Hopital Saint Jean de Dieu. de Tanguiéta PH: Pédro Ribeiro

Au Centre hospitalier départemental Borgou-Alibori, le service social est parfois débordé par le nombre de cas de patients incapables de faire face aux frais de soins. « Nous recevons en moyenne par jour au moins 5 demandes de prise en charge. Nous n’arrivons pas à répondre favorablement à toutes les sollicitations. Tout dépend du cas du patient et du montant qui doit au centre. A titre d’exemple : il y a un patient qui doit près de 200.000 fcfa. Quand nous avons soumis son cas, l’administration lui a demandé de payer une partie et la prise en charge va couvrir le reste. Mais depuis environ 10 jours, le patient n’a pu apporter que 10.000 fcfa sur les 200.000 fcfa.

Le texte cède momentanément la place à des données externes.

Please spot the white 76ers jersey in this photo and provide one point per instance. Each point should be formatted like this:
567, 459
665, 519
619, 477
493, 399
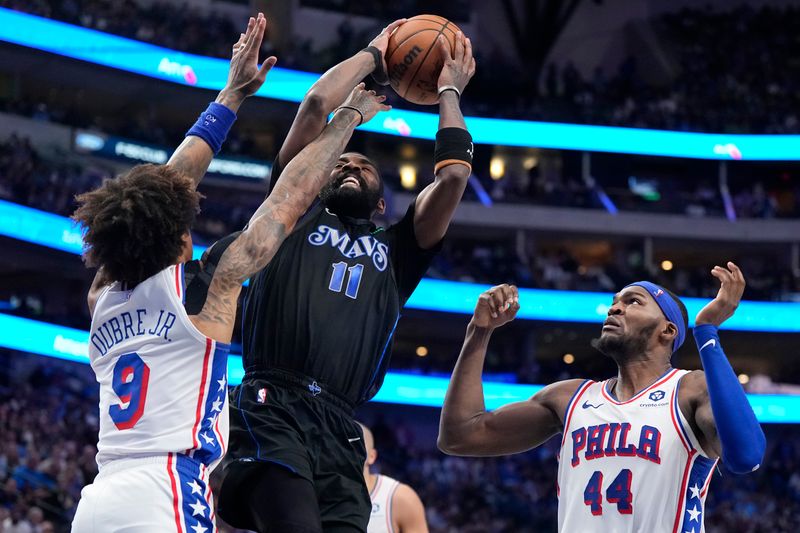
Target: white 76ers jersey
163, 383
631, 466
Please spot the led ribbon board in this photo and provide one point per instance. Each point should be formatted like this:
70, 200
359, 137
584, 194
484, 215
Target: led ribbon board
139, 152
60, 342
290, 85
53, 231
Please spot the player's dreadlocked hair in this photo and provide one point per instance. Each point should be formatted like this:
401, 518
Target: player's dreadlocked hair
135, 223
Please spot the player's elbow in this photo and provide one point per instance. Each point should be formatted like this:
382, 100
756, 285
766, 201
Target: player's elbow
747, 458
316, 104
451, 442
455, 175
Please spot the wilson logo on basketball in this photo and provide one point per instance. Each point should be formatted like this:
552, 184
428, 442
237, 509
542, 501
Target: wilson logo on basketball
400, 68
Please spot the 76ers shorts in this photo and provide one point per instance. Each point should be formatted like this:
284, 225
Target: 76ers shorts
166, 493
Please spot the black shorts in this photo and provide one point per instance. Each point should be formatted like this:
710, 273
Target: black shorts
288, 419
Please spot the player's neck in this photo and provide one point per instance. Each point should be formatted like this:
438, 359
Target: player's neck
371, 480
633, 376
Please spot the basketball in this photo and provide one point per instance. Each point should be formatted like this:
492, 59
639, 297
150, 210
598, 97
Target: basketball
414, 61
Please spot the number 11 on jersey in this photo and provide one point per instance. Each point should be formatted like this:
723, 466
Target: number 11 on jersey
354, 281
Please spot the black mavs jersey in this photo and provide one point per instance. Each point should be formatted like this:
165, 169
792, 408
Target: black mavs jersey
328, 303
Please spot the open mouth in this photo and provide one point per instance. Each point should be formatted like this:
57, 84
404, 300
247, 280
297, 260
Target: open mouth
350, 179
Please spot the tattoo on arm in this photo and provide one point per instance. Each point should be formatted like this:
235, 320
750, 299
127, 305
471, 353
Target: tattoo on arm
192, 158
298, 185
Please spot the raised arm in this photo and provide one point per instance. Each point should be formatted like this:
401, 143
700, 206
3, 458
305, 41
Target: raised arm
714, 401
245, 77
437, 203
330, 90
296, 189
466, 427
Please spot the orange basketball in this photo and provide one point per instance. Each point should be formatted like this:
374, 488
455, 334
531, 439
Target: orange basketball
414, 61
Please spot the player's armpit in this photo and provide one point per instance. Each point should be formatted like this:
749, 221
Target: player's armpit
408, 511
695, 405
249, 253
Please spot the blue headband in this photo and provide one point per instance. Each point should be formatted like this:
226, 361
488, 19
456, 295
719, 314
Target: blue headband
668, 306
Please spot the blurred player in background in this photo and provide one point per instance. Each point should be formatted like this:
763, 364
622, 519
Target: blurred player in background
395, 506
638, 450
161, 322
318, 322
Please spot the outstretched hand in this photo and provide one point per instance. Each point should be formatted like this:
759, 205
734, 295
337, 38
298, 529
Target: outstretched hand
459, 66
496, 307
244, 76
730, 293
366, 102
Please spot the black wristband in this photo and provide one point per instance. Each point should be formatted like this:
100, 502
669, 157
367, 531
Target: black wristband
357, 110
453, 145
378, 73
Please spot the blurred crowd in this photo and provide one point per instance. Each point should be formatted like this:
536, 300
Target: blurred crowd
48, 436
561, 269
48, 430
50, 184
518, 493
706, 87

Et depuis, il traine dans le centre », nous explique un agent.

Le rôle de la pauvreté…

Pour le Directeur d’un hôpital de zone du Nord Bénin, « le phénomène de l’évasion de patients sans avis médical dénote de la pauvreté absolue des populations ». Selon le rapport 2018 sur les perspectives économiques en Afrique de la Banque africaine de développement (BAD), le taux de pauvreté au Bénin est de 40,1%. Selon le même rapport, le pays est caractérisé par un chômage persistant, et un indice de développement humain de 0,485. Il en résulte, d’après le statisticien économètre béninois Dona Kokou, qu’une frange importante de la population béninoise est confrontée au manque de ressources nécessaires pour faire face aux besoins de survie notamment l’accès aux soins de santé.

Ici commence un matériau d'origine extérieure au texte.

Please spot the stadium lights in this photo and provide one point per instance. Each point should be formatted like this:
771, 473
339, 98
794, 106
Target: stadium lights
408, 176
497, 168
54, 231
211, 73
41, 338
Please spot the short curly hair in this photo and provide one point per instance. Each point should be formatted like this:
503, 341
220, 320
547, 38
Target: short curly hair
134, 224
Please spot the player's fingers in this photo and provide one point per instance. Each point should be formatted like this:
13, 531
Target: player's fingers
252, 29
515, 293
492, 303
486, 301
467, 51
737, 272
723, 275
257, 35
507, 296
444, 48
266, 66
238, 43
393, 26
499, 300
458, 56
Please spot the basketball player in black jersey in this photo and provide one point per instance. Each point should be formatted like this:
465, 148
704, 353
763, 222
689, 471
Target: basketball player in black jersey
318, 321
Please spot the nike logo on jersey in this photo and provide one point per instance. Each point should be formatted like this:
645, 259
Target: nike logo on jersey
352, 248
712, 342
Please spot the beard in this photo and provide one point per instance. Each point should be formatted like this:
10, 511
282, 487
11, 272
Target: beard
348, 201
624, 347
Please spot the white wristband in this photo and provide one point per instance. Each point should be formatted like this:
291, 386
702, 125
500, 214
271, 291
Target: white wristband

Hopital Saint Jean de Dieu. de Tanguiéta PH: Pédro Ribeiro

Mais à l’hôpital de zone de Dassa-Zoumè, il est difficile de cerner les causes éventuelles du phénomène d’évasion des patients sans avis médical. « L’hôpital n’a pas de clôture donc le phénomène est légion. On n’a même pas de statistique en la matière », a fait savoir un responsable. A Parakou et à Djougou, la vigilance des responsables administratifs des hôpitaux a permis d’identifier de faux indigents. « Il y a des cas des indigents de faits, des personnes de mauvaise foi qui se font passer pour un indigent alors qu’en réalité, elles ne le sont pas », nous confie le Chef division recouvrement d’un hôpital public.

Quelle incidence sur les variables sociales ?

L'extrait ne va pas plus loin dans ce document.